NF Network Advocacy Program is One Voice in DC

Author: NF Network, Breanna Bronowski-Stutsman
Published On: 1/20/2020

The NF Network Advocacy Program is the leading national Neurofibromatosis advocacy program working to secure federal funds for neurofibromatosis research.  The program consists of several NF patient advocacy organizations coming together as one voice on Capitol Hill, educating Congress on the importance of funds for NF research. 

In less than 3 weeks, the NF Network along with NF patient organizations and individual advocates from across the country will make their annual trip to Washington DC and will educate over 500 congressional offices.
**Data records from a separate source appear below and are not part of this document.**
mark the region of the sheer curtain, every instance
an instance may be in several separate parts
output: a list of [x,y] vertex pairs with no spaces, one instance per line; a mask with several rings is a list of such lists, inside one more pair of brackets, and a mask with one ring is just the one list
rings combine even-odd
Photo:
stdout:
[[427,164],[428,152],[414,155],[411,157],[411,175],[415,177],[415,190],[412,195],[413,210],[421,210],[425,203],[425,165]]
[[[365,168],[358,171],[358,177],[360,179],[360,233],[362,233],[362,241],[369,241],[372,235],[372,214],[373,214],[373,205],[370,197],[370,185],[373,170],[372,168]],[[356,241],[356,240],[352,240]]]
Since the inception of the program in 1996, the NF Network Advocacy Program has stormed the halls of Congress with strong NF advocates, educating congressional offices about the importance of federal funding for NF research.  Advocates participating in this program have been the voice of the NF community on Capitol Hill for over 20 years and have been instrumental in generating over $330 million dollars dedicated to NF research. 

As we prepare for our annual trip to Washington, we are asking for YOUR help! As the national leaders in the promotion of government-funded NF research we need your voice to bring the NF message to Congress to secure federal funds for NF research. Share your NF story with the NF Network and we will bring your voice to Washington!  

Email your one page personal NF story to admin@nfnetwork.org, and include a photo of you and/or your loved one affected by NF. Please be sure to also include your name, address, phone number and email at the bottom of your letter. To view some of our inspirational sample letters, please click here and here.

Together we are one voice in DC, and together we can take another step closer to finding better treatments and a cure to end NF!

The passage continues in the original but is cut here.